You are viewing a plain text version of this content. The canonical link for it is here.
Posted to user@nutch.apache.org by Ar...@csiro.au on 2010/09/17 12:57:48 UTC

Arch 1.2 has been released

Hello,

I am announcing release of Arch 1.2 based on Nutch 1.2. Arch is an extension of Nutch. It is designed for indexing and search of intranets. Many features have been added that make this task easier and deliver high precision search results.

For details and downloads, please see Arch home page:

http://www.atnf.csiro.au/computing/software/arch/

This version includes a tuning and evaluation module that lets you compare a few search engines in blind tests and/or side-by-side. This is a useful thing if you want to get an idea of real performance of different search engines or trace effects of changes you have made.  You can use it even if you don't use Arch. It includes search plugins for Nutch, Arch, Google and Funnelback.
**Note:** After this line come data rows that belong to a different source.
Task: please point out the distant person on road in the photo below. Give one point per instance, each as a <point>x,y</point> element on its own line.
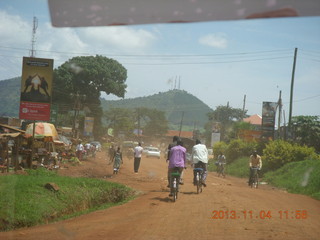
<point>175,140</point>
<point>254,162</point>
<point>111,153</point>
<point>177,160</point>
<point>221,164</point>
<point>199,159</point>
<point>137,157</point>
<point>117,161</point>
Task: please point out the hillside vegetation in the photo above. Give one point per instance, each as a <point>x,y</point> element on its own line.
<point>75,196</point>
<point>175,103</point>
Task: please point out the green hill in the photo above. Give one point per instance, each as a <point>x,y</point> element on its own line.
<point>175,103</point>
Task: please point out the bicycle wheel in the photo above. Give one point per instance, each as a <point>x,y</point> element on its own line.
<point>174,189</point>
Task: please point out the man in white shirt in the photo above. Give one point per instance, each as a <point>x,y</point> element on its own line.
<point>200,160</point>
<point>79,150</point>
<point>137,157</point>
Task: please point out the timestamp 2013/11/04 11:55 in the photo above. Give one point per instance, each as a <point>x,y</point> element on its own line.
<point>262,214</point>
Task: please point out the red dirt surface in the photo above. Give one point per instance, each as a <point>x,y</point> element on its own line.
<point>154,216</point>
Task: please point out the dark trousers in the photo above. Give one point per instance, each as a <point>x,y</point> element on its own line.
<point>136,164</point>
<point>204,167</point>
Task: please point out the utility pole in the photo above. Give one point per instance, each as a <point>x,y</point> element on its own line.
<point>33,54</point>
<point>77,106</point>
<point>291,91</point>
<point>33,40</point>
<point>181,124</point>
<point>244,106</point>
<point>138,116</point>
<point>279,117</point>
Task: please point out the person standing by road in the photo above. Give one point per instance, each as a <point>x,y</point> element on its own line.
<point>177,160</point>
<point>79,150</point>
<point>111,153</point>
<point>174,143</point>
<point>137,157</point>
<point>221,164</point>
<point>199,158</point>
<point>117,160</point>
<point>255,163</point>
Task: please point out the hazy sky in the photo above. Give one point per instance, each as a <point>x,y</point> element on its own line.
<point>218,62</point>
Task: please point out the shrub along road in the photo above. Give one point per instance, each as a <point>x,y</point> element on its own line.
<point>227,209</point>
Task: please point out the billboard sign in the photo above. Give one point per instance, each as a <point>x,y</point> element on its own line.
<point>36,89</point>
<point>268,119</point>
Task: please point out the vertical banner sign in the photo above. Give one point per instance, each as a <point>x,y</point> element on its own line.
<point>36,89</point>
<point>88,126</point>
<point>268,119</point>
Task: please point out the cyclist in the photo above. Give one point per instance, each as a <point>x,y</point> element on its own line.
<point>254,162</point>
<point>177,160</point>
<point>171,145</point>
<point>221,162</point>
<point>199,158</point>
<point>117,159</point>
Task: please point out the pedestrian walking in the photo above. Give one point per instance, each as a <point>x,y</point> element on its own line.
<point>137,157</point>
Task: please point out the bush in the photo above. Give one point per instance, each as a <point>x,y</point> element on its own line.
<point>298,177</point>
<point>219,147</point>
<point>278,153</point>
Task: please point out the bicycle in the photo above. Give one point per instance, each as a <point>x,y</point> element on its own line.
<point>254,181</point>
<point>220,170</point>
<point>198,180</point>
<point>174,186</point>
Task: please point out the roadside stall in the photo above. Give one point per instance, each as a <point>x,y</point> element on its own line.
<point>44,145</point>
<point>11,140</point>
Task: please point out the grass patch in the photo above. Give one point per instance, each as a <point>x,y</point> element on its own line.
<point>238,168</point>
<point>298,177</point>
<point>26,202</point>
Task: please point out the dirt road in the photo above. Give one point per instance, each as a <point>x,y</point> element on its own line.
<point>226,209</point>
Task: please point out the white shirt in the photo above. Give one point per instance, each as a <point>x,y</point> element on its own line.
<point>138,151</point>
<point>199,153</point>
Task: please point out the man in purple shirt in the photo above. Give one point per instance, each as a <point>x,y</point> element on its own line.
<point>177,160</point>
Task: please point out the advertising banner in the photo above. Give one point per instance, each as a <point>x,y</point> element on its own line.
<point>268,119</point>
<point>88,126</point>
<point>36,89</point>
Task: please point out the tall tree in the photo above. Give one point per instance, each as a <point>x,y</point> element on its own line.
<point>89,76</point>
<point>225,116</point>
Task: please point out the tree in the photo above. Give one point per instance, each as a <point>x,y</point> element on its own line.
<point>306,130</point>
<point>121,120</point>
<point>89,76</point>
<point>225,116</point>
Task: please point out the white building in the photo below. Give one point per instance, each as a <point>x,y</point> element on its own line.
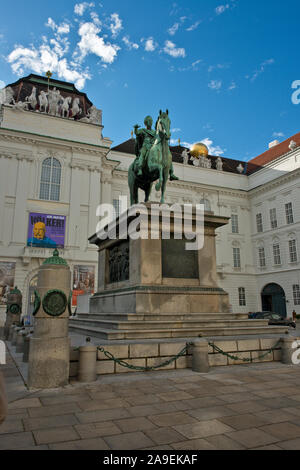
<point>57,164</point>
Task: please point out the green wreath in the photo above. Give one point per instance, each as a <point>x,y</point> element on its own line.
<point>36,303</point>
<point>55,302</point>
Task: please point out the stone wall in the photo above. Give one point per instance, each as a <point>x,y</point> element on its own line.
<point>151,354</point>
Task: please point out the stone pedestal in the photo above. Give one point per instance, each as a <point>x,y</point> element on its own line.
<point>13,310</point>
<point>49,347</point>
<point>157,275</point>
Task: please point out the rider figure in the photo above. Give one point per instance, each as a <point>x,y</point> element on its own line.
<point>147,136</point>
<point>145,140</point>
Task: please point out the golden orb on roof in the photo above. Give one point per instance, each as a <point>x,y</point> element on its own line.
<point>198,150</point>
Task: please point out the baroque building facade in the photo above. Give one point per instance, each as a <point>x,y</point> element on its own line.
<point>56,168</point>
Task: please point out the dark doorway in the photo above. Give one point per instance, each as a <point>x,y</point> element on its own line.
<point>273,299</point>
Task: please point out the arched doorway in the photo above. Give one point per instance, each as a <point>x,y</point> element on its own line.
<point>30,302</point>
<point>273,299</point>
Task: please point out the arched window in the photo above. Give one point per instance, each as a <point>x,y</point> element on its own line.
<point>206,204</point>
<point>50,179</point>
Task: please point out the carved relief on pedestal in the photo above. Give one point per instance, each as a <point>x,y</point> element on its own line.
<point>118,260</point>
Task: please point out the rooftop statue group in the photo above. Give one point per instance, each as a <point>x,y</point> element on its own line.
<point>153,158</point>
<point>53,103</point>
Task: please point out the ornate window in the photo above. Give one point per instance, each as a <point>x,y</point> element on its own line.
<point>273,218</point>
<point>296,294</point>
<point>261,257</point>
<point>276,253</point>
<point>206,204</point>
<point>293,251</point>
<point>242,296</point>
<point>50,179</point>
<point>236,257</point>
<point>234,223</point>
<point>259,222</point>
<point>289,213</point>
<point>116,205</point>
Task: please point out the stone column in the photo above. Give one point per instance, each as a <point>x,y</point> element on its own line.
<point>287,350</point>
<point>200,356</point>
<point>49,350</point>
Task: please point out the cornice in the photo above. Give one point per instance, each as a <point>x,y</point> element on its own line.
<point>265,187</point>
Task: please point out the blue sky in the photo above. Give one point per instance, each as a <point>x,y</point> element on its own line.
<point>223,68</point>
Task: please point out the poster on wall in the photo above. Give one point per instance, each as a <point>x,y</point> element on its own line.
<point>7,279</point>
<point>83,281</point>
<point>46,230</point>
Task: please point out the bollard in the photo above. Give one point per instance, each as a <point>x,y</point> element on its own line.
<point>200,356</point>
<point>20,341</point>
<point>11,330</point>
<point>287,350</point>
<point>87,363</point>
<point>26,347</point>
<point>15,335</point>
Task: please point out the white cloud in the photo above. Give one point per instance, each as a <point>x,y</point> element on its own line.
<point>215,84</point>
<point>213,149</point>
<point>115,25</point>
<point>45,58</point>
<point>80,8</point>
<point>173,29</point>
<point>220,9</point>
<point>130,44</point>
<point>91,43</point>
<point>261,69</point>
<point>150,45</point>
<point>193,26</point>
<point>171,49</point>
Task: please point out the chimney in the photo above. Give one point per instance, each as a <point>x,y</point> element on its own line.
<point>273,143</point>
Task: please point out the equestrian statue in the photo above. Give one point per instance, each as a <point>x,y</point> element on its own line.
<point>153,158</point>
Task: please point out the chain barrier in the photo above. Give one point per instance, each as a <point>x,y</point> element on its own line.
<point>141,368</point>
<point>244,359</point>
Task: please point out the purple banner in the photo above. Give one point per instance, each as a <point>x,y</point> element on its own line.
<point>46,230</point>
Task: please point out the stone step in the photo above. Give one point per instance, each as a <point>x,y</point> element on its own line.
<point>158,317</point>
<point>163,324</point>
<point>176,333</point>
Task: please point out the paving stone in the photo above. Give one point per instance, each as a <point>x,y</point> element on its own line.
<point>134,424</point>
<point>251,438</point>
<point>11,426</point>
<point>164,435</point>
<point>89,431</point>
<point>222,442</point>
<point>210,412</point>
<point>54,410</point>
<point>128,441</point>
<point>193,444</point>
<point>172,419</point>
<point>83,444</point>
<point>245,421</point>
<point>16,441</point>
<point>102,415</point>
<point>276,416</point>
<point>202,429</point>
<point>283,431</point>
<point>90,405</point>
<point>25,403</point>
<point>31,424</point>
<point>48,436</point>
<point>174,396</point>
<point>292,444</point>
<point>143,399</point>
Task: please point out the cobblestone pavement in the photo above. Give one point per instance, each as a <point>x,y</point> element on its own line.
<point>253,406</point>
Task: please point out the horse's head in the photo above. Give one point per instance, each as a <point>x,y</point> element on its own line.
<point>163,124</point>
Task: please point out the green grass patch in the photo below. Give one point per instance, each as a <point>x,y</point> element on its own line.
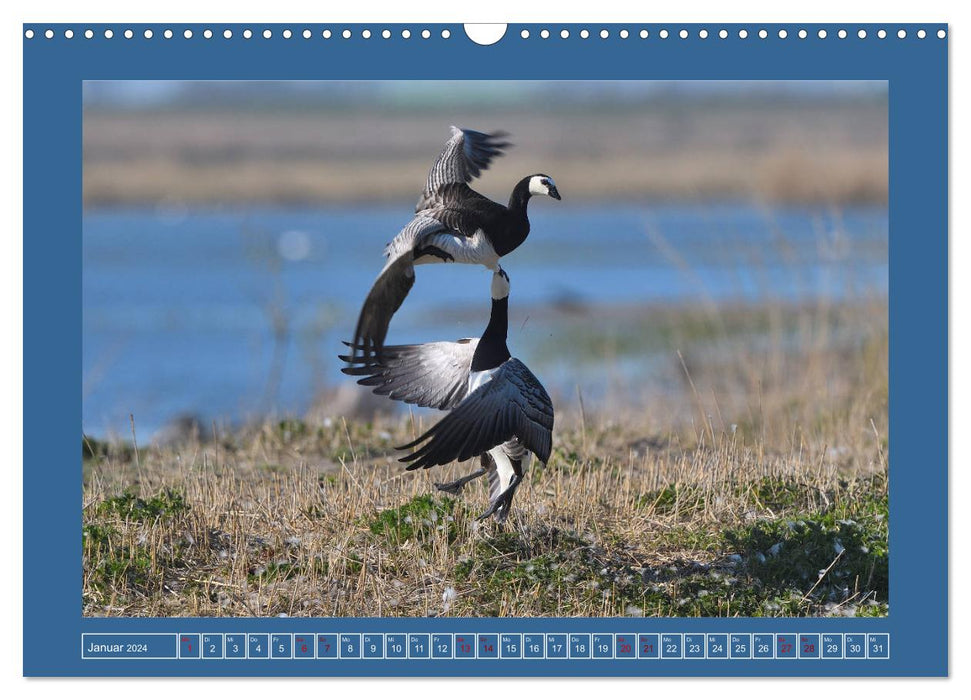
<point>821,558</point>
<point>676,499</point>
<point>418,519</point>
<point>128,506</point>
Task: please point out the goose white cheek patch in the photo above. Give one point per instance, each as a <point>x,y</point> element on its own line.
<point>269,238</point>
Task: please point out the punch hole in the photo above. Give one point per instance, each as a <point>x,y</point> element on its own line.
<point>487,34</point>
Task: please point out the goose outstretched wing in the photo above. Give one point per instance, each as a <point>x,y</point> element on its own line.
<point>433,375</point>
<point>392,285</point>
<point>464,157</point>
<point>512,404</point>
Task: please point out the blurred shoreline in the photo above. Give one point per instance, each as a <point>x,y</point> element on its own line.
<point>831,151</point>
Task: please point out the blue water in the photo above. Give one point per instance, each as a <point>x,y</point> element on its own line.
<point>180,306</point>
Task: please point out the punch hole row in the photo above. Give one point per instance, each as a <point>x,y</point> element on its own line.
<point>725,34</point>
<point>446,34</point>
<point>245,34</point>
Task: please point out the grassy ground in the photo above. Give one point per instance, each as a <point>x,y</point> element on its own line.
<point>771,504</point>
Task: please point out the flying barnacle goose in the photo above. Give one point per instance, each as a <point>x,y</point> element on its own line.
<point>452,223</point>
<point>499,410</point>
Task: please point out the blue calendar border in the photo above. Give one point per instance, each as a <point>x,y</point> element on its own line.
<point>917,71</point>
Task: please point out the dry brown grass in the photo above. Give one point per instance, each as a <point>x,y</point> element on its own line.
<point>789,152</point>
<point>780,465</point>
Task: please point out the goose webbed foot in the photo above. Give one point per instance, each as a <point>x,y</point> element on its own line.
<point>453,487</point>
<point>436,252</point>
<point>501,505</point>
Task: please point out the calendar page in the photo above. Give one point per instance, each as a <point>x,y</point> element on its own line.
<point>506,350</point>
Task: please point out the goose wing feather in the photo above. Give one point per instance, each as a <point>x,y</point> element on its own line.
<point>432,375</point>
<point>466,154</point>
<point>512,404</point>
<point>391,286</point>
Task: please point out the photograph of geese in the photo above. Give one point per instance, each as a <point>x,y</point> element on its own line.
<point>453,223</point>
<point>500,412</point>
<point>662,394</point>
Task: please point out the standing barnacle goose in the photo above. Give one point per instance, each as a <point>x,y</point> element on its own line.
<point>452,223</point>
<point>499,410</point>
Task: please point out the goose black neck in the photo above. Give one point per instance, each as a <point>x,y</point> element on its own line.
<point>491,350</point>
<point>520,197</point>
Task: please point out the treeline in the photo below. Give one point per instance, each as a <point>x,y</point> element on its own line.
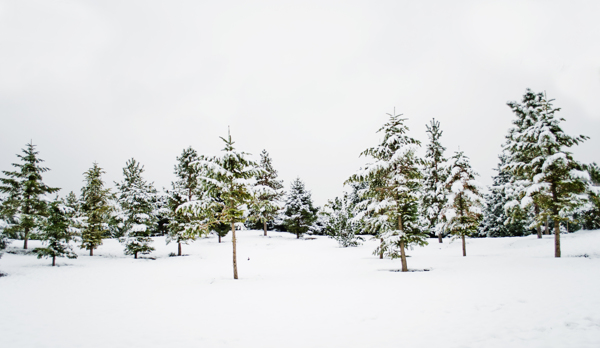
<point>210,195</point>
<point>403,199</point>
<point>398,197</point>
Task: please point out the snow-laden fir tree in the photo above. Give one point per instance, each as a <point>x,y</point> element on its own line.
<point>136,198</point>
<point>184,226</point>
<point>58,231</point>
<point>464,209</point>
<point>231,179</point>
<point>435,173</point>
<point>25,192</point>
<point>527,113</point>
<point>392,200</point>
<point>339,222</point>
<point>268,193</point>
<point>551,178</point>
<point>3,225</point>
<point>95,208</point>
<point>299,213</point>
<point>496,222</point>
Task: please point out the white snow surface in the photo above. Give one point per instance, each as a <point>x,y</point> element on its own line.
<point>508,292</point>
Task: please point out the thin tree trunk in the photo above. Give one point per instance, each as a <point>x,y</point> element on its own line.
<point>402,254</point>
<point>26,238</point>
<point>403,257</point>
<point>234,251</point>
<point>539,228</point>
<point>556,238</point>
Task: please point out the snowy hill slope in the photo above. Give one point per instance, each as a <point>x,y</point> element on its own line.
<point>508,292</point>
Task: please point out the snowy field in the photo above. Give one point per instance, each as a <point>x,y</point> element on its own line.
<point>508,292</point>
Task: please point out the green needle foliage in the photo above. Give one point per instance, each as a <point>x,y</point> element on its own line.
<point>25,205</point>
<point>95,207</point>
<point>392,199</point>
<point>57,232</point>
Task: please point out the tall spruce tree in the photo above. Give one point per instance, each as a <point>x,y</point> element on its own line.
<point>299,213</point>
<point>184,226</point>
<point>435,173</point>
<point>394,181</point>
<point>551,178</point>
<point>464,208</point>
<point>57,233</point>
<point>229,181</point>
<point>527,113</point>
<point>25,194</point>
<point>268,192</point>
<point>136,198</point>
<point>95,208</point>
<point>496,222</point>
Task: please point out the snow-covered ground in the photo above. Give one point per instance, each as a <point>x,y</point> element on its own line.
<point>508,292</point>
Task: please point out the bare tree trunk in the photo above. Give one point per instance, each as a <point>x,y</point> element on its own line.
<point>26,238</point>
<point>234,251</point>
<point>539,228</point>
<point>403,257</point>
<point>402,253</point>
<point>556,238</point>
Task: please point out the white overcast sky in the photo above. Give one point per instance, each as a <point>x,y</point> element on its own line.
<point>309,81</point>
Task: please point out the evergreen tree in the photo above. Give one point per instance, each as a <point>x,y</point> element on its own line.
<point>3,225</point>
<point>339,222</point>
<point>392,200</point>
<point>552,179</point>
<point>25,202</point>
<point>229,182</point>
<point>57,232</point>
<point>183,225</point>
<point>299,213</point>
<point>435,173</point>
<point>463,210</point>
<point>268,192</point>
<point>95,207</point>
<point>136,198</point>
<point>496,222</point>
<point>527,113</point>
It is easy to write ones for other engines.

People who use Nutch may want to use the upgraded version of the parse-pdf plugin. You can do it yourself though. It just requires switching to the latest libraries (this requires a minor change in the sources to fix the imports). I highly recommend this upgrade because it fixed a lot of PDF parsing errors for us.


Regards,

Arkadi Kosmynin